Xiaofeng Yang; Guodong Zhou; Jian Su; Chew Lim TanCoreference Resolution Using Competition Learning Approach.  ACL 2003.

Proposes using discriminative learner to choose between antecedents, rather than just scoring each antecedent against anaphor.  Helps for pronouns (2-3% over Ng&Cardie ACL), little help for nominals.  Perhaps features comparing antecedents are too weak.  Overall MUC-6, 7 F is 71%, 60%.

Sanda M. Harabagiu; Razvan C. Bunescu; Steven J. Maiorano.  Text and Knowledge Mining for Coreference Resolution.  NAACL 2001. **

Integrates several corpus-driven methods, although in all cases the learning appears to be performed manually, from corpus examples.  Develops rules based on MUC corpus.  Uses WordNet to determine similarity of heads for nominal anaphors;  uses corpora to weight different possible paths in WordNet.  Learns rule weighting from corpus.  Finally, uses bootstrap to find good candidate examples / rules from unannotated text.  Scores are very high, but Ng and Cardie [ACL 2002] report that this is based on a different metric from the standard MUC metric.  (Also, Sanda M. Harabagiu; Steven J. Maiorano.  Multilingual Coreference Resolution.  ANLP/NAACL 2000.  discusses similar approach, extended to process parallel English/Romanian texts with small improvement in reference resolution.)
Information-Extraction Coreference
J. McCarthy and W. Lehnert, Using Decision Trees for Coreference Resolution.  Proc. Fourteenth Int'l Joint Conf. on Artificial Intelligence (1995).

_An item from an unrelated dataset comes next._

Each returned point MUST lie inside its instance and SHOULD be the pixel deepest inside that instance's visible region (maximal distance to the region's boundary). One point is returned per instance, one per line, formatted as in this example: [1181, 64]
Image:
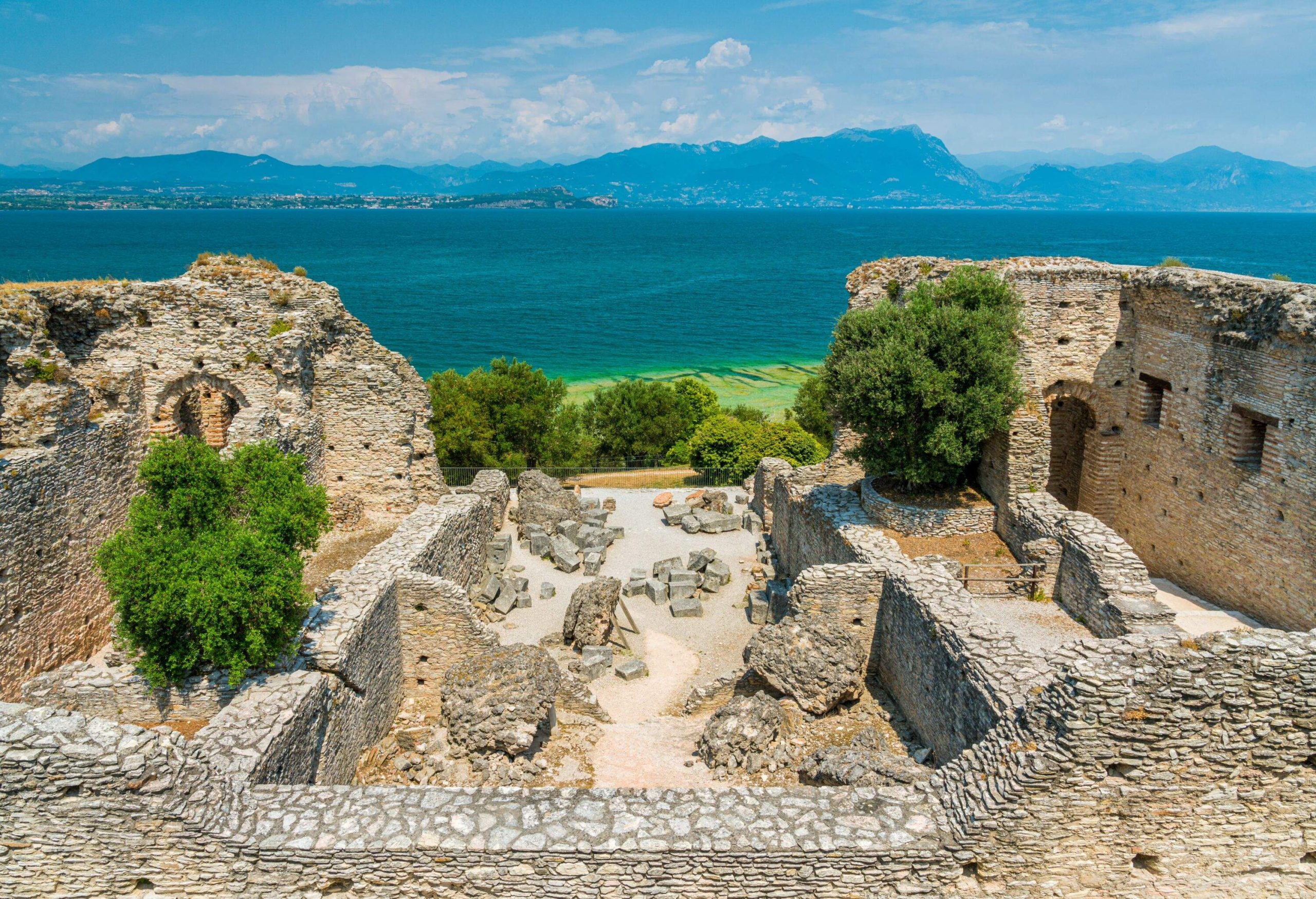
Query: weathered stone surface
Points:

Coreference for entities as identified by MUC-5 joint venture task;  uses information from extracted templates.

Andrew Kehler.  Probabilistic Coreference in Information Extraction.  WVLC 97.

Coreference for entities as identified by MUC-5 joint venture task;  uses information from extracted templates.
Claire Cardie and Kiri Wagstaf.  Noun Phrase Coreference as Clustering.  EMNLP 1999.

Builds entities by clustering mentions, proceeding backwards through document, treating entities as clusters.  Is described as unsupervised learning but really appears to be hand-tuned ... no real learning. MUC-6 F=54%.

David L. Bean; Ellen Riloff.  Corpus-Based Identification of Non-Anaphoric Noun Phrases.  ACL 1999.

Describes a variety of test (some syntactic, some lexical and corpus-based) to identify 'existential' NPs -- those which can be understood independently of other mentions  (note that this is not the same as being non-coreferential).  Suggests that this would be helpful as a filter for anaphora resolution, but this is not directly tested.

Andrew McCallum and Ben Wellner. Toward Conditional Models of Identity Uncertainty with Application to Proper Noun Coreference.  IJCAI Workshop on Information Integration on the Web, 2003.

Argues that coreference models based on binary (anaphor-antecedent) probabilities or scores are not sufficient;  we need more general models that can capture relations among all mentions in a coreferential cluster.  Introduces such a model, and demonstrates 2-3% absolute improvement in name coreference performance.